L’APPELLO AL MINISTRO ITALIANO
Attualmente Renato De Matteo Reginatto è a Roma. È sotto inchiesta, soggetto all’obbligo di firmare. Non mostrato Non risponde a domande scritte. Risponde al suo cellulare solo con messaggi gratuiti. Il suo avvocato afferma: «È la spina del nostro ministro della Giustizia, Alfonso Bonafede.
Il giorno del rimpatrio di Cesare Battisti all’aeroporto di Ciampino a Roma – Tirelli graffi – è apparso sul bordo della pista insieme al collega Ministro degli Interni Salvini «.

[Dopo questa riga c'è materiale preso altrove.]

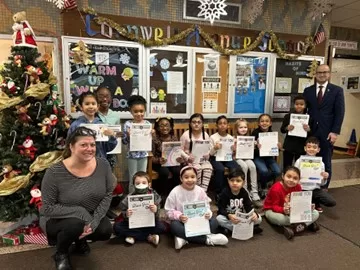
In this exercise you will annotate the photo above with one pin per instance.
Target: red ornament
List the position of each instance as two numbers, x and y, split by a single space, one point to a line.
36 197
27 148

A metà aprile, l’avvocato ha scritto una lettera al ministro Bonafede per spiegare questa “flagrante persecuzione politica e giudiziaria che rappresenta una vera indignazione per i sacri principi che ispirano il diritto internazionale e il trattato specifico di cooperazione in materia penale che unisce il nostro paese . in Brasile “e conclude facendo riferimento al fondo Tirelli fa riferimento al” sospetto di debolezza del governo italiano nelle sue relazioni con il governo brasiliano nella questione ora chiarita, che corre il rischio di sacrificare, anche sulla base dei recenti episodi di estradizione e sensazionale, un successo, sull’altare delle giuste relazioni bilaterali con il Brasile l’irrefrenabile diritto alla libertà di un cittadino italiano ».
Informato dei fatti, il Ministero della Giustizia non ha ancora fornito la propria versione.